Siempre odié
las fiestas. Hay que saludar a los presentes, sonreír hasta que duelen las
mandíbulas. El cruce constante con gente que uno detesta. La soledad de estar
de pie con una copa en la mano. Por fin encontrar un amigo que camina, como no
escucha, por la música alta, tomarlo de la manga y quedarse con la manga en la
mano. A ésta debía asistir, sino sería tomado como un desprecio Mi vestido fue
el más desapercibido que encontré. Pensé en no cometer ninguna imprudencia.

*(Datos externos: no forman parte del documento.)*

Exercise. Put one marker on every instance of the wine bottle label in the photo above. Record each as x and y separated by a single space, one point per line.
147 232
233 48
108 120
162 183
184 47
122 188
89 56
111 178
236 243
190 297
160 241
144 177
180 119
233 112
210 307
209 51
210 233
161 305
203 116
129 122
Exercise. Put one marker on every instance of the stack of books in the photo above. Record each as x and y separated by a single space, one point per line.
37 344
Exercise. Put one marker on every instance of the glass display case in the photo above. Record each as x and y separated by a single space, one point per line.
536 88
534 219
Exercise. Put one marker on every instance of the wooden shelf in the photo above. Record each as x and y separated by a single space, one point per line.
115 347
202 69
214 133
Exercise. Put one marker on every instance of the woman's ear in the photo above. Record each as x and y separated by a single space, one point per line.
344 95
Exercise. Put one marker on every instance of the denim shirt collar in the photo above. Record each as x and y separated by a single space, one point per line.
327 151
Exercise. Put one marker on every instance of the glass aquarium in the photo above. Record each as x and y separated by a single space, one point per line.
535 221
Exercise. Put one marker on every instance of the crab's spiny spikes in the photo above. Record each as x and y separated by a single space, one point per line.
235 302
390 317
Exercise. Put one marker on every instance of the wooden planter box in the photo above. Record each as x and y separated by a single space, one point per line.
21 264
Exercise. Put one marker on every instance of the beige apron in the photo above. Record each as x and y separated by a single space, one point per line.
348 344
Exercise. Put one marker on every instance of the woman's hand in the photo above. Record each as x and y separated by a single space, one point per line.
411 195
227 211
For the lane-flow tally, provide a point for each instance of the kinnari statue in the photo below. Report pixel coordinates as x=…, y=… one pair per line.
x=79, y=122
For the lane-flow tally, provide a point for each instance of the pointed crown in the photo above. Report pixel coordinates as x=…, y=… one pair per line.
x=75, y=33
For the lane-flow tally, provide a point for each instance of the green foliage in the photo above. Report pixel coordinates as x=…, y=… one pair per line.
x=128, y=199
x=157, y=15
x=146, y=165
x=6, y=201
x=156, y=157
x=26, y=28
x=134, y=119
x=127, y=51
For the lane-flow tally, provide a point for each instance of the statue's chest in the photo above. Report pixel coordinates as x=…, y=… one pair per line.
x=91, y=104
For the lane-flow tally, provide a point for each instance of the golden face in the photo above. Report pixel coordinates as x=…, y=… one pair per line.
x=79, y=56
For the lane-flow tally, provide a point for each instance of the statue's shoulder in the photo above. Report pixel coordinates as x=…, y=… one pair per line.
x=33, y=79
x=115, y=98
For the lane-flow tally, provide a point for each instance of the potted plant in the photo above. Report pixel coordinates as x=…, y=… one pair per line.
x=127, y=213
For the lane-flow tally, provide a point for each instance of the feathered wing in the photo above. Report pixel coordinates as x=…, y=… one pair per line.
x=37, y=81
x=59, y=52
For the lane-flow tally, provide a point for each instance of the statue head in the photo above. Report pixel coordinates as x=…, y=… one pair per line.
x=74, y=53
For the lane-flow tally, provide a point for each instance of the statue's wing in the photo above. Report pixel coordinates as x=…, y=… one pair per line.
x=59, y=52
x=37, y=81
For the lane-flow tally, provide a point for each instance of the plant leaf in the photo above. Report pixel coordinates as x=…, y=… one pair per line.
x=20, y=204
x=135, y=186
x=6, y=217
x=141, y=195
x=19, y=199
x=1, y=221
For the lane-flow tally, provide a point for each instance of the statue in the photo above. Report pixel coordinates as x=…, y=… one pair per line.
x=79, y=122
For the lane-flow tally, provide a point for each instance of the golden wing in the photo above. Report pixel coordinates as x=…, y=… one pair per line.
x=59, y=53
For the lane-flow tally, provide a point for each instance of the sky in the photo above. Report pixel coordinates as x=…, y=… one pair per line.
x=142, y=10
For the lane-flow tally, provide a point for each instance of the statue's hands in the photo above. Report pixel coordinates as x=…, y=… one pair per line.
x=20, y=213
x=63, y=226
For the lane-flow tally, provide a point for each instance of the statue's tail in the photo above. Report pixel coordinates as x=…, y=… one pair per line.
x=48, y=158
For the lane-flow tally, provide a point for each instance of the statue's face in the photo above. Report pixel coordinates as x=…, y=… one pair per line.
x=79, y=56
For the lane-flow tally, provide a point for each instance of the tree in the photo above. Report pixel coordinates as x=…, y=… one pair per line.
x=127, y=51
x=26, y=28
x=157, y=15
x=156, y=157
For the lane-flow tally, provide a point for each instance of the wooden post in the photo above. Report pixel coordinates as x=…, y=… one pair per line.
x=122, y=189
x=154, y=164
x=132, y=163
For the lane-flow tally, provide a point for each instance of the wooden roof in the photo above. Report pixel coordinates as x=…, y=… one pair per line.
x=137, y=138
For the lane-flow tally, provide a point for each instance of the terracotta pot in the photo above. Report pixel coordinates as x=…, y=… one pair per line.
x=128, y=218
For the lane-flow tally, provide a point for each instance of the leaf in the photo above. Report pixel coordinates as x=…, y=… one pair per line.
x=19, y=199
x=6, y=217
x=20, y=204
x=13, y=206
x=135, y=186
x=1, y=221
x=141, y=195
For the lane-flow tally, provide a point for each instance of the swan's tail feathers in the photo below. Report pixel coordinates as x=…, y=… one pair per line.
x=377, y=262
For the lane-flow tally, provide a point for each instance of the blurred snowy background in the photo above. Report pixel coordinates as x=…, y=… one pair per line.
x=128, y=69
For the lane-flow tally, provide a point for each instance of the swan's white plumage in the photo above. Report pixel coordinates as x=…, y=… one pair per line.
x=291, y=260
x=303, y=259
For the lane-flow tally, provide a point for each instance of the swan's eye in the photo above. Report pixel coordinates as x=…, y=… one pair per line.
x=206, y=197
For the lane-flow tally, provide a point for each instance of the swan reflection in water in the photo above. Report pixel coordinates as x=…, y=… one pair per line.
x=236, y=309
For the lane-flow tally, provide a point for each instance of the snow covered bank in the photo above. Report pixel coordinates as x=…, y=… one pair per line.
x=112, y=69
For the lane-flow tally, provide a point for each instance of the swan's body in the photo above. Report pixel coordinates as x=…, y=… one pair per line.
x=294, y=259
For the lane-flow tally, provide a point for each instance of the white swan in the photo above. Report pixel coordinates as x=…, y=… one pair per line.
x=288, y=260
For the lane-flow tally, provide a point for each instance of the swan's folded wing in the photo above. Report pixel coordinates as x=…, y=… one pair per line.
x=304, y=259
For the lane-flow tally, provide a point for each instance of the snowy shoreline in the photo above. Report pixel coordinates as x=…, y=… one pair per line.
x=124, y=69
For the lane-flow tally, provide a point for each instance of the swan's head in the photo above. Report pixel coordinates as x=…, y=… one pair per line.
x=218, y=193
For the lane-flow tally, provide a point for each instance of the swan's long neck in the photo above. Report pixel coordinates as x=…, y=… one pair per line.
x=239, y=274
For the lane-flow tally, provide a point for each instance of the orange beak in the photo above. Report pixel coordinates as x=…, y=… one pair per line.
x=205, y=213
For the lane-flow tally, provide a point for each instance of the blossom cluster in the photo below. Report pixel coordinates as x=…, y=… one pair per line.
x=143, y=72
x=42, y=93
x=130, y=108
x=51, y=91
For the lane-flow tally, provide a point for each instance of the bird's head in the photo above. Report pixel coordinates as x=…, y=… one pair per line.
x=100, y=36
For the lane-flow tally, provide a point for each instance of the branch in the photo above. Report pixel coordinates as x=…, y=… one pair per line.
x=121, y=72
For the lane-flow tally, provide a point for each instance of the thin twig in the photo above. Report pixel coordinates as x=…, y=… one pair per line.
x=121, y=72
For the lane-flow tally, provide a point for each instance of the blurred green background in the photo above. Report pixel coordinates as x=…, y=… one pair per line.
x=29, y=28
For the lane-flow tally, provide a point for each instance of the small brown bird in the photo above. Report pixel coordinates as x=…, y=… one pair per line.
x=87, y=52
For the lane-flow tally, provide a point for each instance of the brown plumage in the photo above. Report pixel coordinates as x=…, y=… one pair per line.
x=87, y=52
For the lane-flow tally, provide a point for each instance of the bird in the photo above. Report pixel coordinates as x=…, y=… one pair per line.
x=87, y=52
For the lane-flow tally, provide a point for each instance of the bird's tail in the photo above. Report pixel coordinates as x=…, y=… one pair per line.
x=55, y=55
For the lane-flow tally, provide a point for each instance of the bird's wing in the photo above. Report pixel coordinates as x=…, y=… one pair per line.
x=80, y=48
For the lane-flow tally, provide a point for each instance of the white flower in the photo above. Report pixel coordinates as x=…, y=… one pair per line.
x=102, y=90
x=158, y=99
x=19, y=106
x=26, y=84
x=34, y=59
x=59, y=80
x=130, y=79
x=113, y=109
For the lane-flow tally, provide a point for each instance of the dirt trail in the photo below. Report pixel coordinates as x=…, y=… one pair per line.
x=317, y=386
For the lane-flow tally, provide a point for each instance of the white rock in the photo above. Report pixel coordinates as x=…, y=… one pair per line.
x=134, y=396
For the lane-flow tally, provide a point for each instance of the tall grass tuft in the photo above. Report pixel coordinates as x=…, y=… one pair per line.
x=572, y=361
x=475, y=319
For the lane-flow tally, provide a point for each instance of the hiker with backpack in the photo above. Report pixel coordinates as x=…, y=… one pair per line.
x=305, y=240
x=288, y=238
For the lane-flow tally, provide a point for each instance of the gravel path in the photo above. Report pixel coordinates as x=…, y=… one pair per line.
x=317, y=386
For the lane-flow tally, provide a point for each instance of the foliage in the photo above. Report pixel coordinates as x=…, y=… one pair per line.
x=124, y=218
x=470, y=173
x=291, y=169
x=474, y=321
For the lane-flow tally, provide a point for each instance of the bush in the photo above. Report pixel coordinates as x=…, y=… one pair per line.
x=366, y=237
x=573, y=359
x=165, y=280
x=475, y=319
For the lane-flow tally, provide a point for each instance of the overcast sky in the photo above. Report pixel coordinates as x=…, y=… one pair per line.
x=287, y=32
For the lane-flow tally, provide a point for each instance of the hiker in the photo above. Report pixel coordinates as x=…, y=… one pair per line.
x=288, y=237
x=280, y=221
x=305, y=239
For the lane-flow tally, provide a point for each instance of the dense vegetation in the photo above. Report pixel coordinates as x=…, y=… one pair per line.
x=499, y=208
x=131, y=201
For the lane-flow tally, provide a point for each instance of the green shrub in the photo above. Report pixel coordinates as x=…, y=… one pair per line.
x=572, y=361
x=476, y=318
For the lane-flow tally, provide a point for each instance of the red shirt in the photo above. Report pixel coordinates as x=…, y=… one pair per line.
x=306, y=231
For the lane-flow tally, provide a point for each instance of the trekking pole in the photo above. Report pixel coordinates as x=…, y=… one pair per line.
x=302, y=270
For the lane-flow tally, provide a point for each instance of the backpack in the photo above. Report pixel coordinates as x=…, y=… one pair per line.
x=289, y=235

Había una sillita matera, allí instalé mi desagrado y me impuse esconder una
sonrisa quieta, estilo Gioconda. Los presentes veían interrumpidas sus charlas
superpuestas por ejércitos de ángeles, que los callaban y cuando terminaba el
saludable silencio, arremetían con más decibeles que antes.
Aparecieron
los nietos de la anfitriona, me dieron besos en las mejillas. Me dejaron llena
de dulce de leche y en el pelo me tiraron lavandina, con una jarra. Tomé aire y
empecé a correr a los niños, a cada uno que alcanzaba le arrancaba mechones de
pelo, uno cayó sobre el calefactor y se quemó una oreja. A los restantes les
pegué patadas en el culo. Se hizo presente la anfitriona, arrogante, dijo que
había lastimado a todos sus nietos. Comencé a gritar que los chicos eran unos
maleducados de tercera generación, o sea los niños eran unos degenerados. La
lavandina me hacía doler la cabeza a
medida que la discusión era agobiante.
Me fui sola
por calles oscuras, me tocaba el pelo y se me caía, al suelo. Parecían gatos
recién nacidos. Mi único orgullo, tirabuzones que me servían de tapa-cara. En
un recodo apareció mi amigo. Le había contado a su abuela el episodio de la
manga, rencoroso, como ella, era su venganza. Le comuniqué que no era más su
amiga. Él abrió tanto la boca que le metí todo el pelo que cupo. Después de lo
ocurrido me juré que jamás asistiría a una fiesta. Ahora llevo un corte de
pelo, cuya sombra me da miedo. Mi ex-amigo mandó una peluca de regalo. Le
devolví la peluca, con dos tarántulas adentro.